- Chooks in the City by Alyson Hill
- Ginninderra Press, Charnwood, ACT, Australia, 2007
- 56 pages; 16 colour photos
Chooks in the City is a work of narrative non-fiction. Or, to use a more low-falutin’ term, it’s a neighbourly chat over the fence about Alyson’s chickens, her Dad’s chickens, and her friends’ chickens, all raised in backyards throughout suburban Canberra.

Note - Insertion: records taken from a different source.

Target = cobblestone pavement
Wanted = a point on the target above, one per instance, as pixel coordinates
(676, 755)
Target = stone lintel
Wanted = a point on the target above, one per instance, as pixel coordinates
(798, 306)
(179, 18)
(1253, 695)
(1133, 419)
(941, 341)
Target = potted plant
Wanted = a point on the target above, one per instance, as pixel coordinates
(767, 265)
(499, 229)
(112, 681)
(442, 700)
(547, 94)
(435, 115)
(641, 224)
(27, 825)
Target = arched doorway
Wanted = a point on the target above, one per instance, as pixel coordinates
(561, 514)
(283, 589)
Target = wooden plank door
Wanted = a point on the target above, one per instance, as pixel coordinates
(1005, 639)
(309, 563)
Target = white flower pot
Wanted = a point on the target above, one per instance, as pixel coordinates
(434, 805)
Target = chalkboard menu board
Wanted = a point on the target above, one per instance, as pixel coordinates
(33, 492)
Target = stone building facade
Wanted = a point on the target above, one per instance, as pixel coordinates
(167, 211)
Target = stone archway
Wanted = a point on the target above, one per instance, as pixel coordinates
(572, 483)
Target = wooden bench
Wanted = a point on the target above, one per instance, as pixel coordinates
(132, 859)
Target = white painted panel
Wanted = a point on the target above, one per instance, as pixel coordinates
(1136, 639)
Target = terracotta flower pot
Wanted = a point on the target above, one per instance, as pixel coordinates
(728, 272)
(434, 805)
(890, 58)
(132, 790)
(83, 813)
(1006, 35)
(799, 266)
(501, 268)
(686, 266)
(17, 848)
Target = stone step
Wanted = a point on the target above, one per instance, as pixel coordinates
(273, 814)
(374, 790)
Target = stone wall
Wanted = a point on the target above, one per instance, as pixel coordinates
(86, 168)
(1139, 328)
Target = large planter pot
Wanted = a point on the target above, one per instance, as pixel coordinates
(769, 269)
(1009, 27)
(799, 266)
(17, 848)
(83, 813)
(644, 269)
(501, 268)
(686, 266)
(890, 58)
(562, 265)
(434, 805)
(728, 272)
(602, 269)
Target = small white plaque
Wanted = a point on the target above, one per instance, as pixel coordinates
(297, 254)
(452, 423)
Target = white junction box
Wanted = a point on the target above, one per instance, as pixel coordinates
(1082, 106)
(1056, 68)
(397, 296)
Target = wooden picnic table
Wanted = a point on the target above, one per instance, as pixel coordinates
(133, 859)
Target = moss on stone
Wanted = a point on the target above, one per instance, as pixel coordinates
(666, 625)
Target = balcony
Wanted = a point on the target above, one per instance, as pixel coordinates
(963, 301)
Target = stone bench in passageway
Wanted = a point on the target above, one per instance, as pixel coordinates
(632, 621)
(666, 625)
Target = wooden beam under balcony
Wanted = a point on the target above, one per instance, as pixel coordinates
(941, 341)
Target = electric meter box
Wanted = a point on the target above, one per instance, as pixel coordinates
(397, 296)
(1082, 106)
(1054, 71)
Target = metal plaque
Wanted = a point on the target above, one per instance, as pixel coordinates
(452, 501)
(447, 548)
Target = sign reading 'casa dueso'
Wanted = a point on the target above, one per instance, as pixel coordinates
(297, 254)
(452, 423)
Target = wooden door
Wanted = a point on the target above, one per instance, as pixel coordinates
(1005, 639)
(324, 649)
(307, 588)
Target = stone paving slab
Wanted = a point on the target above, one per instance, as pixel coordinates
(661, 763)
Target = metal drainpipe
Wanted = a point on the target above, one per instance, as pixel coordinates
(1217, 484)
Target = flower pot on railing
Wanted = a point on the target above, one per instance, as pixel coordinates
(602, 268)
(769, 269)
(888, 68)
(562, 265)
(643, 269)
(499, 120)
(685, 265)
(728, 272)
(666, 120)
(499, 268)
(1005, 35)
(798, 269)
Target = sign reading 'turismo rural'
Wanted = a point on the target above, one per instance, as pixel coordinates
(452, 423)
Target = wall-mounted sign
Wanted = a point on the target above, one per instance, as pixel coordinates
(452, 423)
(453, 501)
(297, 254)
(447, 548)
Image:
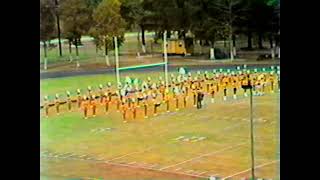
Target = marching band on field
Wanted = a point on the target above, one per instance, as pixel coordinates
(185, 89)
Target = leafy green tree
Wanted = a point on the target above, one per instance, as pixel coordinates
(108, 23)
(47, 25)
(133, 13)
(75, 15)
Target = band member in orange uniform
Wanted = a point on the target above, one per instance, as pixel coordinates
(235, 85)
(79, 98)
(69, 101)
(245, 82)
(185, 96)
(85, 106)
(107, 101)
(93, 105)
(167, 99)
(212, 89)
(156, 98)
(46, 105)
(225, 83)
(145, 105)
(125, 108)
(57, 104)
(176, 96)
(101, 93)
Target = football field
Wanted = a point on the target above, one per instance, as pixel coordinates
(184, 144)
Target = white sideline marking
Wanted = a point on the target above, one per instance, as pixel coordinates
(200, 173)
(208, 154)
(136, 152)
(259, 166)
(126, 165)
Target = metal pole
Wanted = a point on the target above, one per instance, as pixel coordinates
(252, 137)
(117, 59)
(58, 27)
(165, 58)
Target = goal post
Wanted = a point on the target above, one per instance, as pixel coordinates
(164, 63)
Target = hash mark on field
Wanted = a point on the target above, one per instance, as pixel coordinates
(200, 173)
(136, 152)
(256, 167)
(203, 155)
(178, 169)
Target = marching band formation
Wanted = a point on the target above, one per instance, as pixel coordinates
(135, 99)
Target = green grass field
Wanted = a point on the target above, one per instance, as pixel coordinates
(147, 149)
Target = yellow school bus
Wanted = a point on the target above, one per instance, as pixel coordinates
(176, 47)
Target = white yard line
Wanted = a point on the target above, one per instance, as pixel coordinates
(259, 166)
(203, 155)
(136, 152)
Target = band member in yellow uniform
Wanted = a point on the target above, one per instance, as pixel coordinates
(271, 80)
(140, 97)
(235, 85)
(185, 96)
(85, 106)
(245, 82)
(176, 93)
(157, 102)
(69, 101)
(125, 108)
(145, 105)
(225, 83)
(134, 107)
(89, 91)
(79, 98)
(107, 102)
(57, 103)
(167, 99)
(93, 105)
(101, 93)
(212, 90)
(162, 90)
(46, 105)
(194, 93)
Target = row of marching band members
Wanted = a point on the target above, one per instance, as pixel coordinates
(134, 97)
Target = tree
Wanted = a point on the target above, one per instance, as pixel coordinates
(47, 25)
(133, 13)
(231, 12)
(58, 26)
(108, 23)
(76, 21)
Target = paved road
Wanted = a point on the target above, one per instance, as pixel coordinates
(47, 75)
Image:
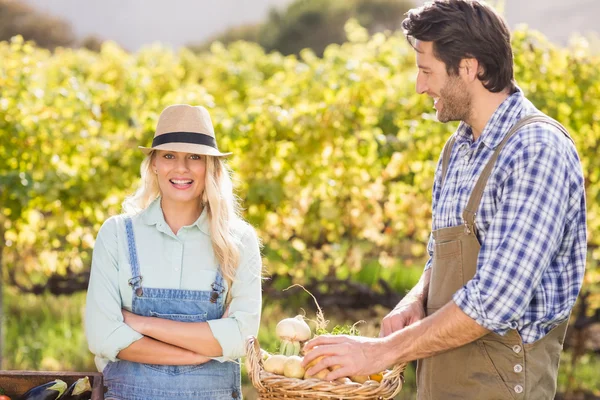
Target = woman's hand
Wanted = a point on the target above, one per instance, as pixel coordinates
(136, 322)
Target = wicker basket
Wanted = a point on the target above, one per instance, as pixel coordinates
(272, 386)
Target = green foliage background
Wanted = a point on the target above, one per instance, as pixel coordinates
(334, 156)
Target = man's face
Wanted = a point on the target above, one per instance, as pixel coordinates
(452, 100)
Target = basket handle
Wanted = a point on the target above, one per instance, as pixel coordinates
(254, 361)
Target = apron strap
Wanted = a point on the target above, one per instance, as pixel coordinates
(136, 281)
(473, 205)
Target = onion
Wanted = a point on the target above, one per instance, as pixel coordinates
(292, 368)
(291, 332)
(275, 363)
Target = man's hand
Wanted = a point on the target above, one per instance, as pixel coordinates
(404, 314)
(351, 355)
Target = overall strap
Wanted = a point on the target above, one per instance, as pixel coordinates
(218, 286)
(473, 204)
(136, 281)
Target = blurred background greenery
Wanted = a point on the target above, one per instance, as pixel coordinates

Her first chapter opens with a near-scuffle with the new next-door neighbour. Her closing chapter lets us imagine her in a “crappy” mood, coffee cup in hand, “staring gormlessly at the six chickens” until their antics cheer her up again. In the seven chapters in between, Alyson writes about how she and her friends choose their chooks, keep the chooks safe, feed them, handle them, and check for illness — all in anecdotal form.
My only memory of backyard chickens is that of my sixth-grade best friend Stacey. Her family lived on a half-acre lot in a rural crossroads. Their chicken coop was like a small raised shed: you went up two steps and through a full-sized door to feed the chickens and collect their eggs. I was surprised, then, to learn in Chooks that chickens can be kept in thigh-high runs that can be scooted around the yard like wheelbarrows.
I didn’t even know what “broody” means when I started reading this book. Alyson doesn’t explicitly define the term, either, in her chapter “Eggs and Broodiness”. She doesn’t need to. As she talks about her experiences, the meaning becomes clear (page 31):
Chooks are induced to broodiness by things like the sight of eggs, uncollected, lying huddled in the nest box; or a sudden rise in temperature can make a hen feel all warm and motherly.
In the same way, Alyson gives a lot of information effortlessly, informally, and entertainingly. Should you choose your chickens by colour, or are there other criteria to consider — and if so, what? How do you introduce a new hen to an existing flock? What’s an easy test to see if an egg is stale? What’s good, and what isn’t, about feeding sunflower seeds to a hen? In what way is straw a poor nesting material? The answers to these questions and more are in this book.
Chooks also includes three appendices: a list of poultry-buying places in the Canberra area; a dozen general ideas on how to use those extra eggs; and four recipes. I’ve just tried one of them, the Impossible Pie, using some leftover chicken and veggies. I’ve gotta admit, chopped fine, mixed with eggs and cheese and milk, and and baked so that it forms a nice soft crust, my “tastes-like-vegan chicken soup” tastes a heckuva lot better.
Quote from Chooks in the City, page 43:
I have come across many a chicken sprawled, dirty and dead-looking in the sun, and jumped out of my skin when it has flipped its head over and preened its back while spasmodically kicking more dirt around. This is chicken happiness.